Ann Singleton accurately explains this allegedly extraordinary situation.”Members of the Mojahedin exude a kind of attractive purity and intensity of purpose, which on the surface appears as a deep personal confidence and conviction,”she asserts.”Their behaviour however is the result of having lost all their inhibitions and having no personal responsibility for anything or toward anyone beyond obedience to Rajavi. Their existence is completely outside what is recognizable as normal experience. The normal values which govern any society, have no meaning for the Mojahedin. The values of honesty, truth, independent thought, freedom of action to name but a few, have no meaning here.”

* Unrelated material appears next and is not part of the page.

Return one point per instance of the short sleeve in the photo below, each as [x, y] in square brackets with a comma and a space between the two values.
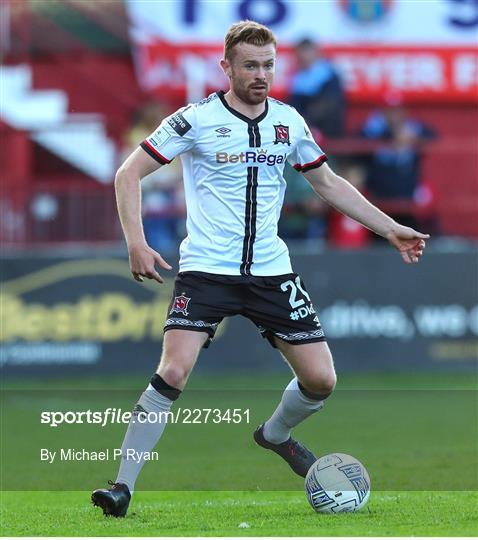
[174, 136]
[307, 154]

However, a large number of the so-called generation of Massoud turned out to be ordinary people with ordinary ambitions and values. The Cult-like structure of the group was not so successful in keeping them all in. Many of the early members left the group in recent decades although the majority of defectors still consists of those who were deceitfully recruited as war prisoners or young Iranian job seekers in Turkey.

Saeed Shahsavandi, Ali Rastgoo, GhobanAli Hosseinnezhad, Hadi Shams Haeri, Hamed Sarrafpour, Mohammad Hossein Sobhani, Mohammad Razaghi, Masoud Khodabandeh, Ebrahim Khodabandeh, Mehdi Khoshhal, Mohammad Karami, Esmaeel Vafa Yaghmai are just some of the so-called generation who left the group and as soon as they entered the free world they began denouncing the group’s oppressive structure. Somewhere in the path, they started doubting Massoud Rajavi’s indoctrinations and quit. The glamorous portrait of Massoud and Maryam Rajavi shattered in their minds.

Sooner or later this will happen to the other members of the Mujahedin Khalq. Seemingly, Massoud generation is eating Massoud!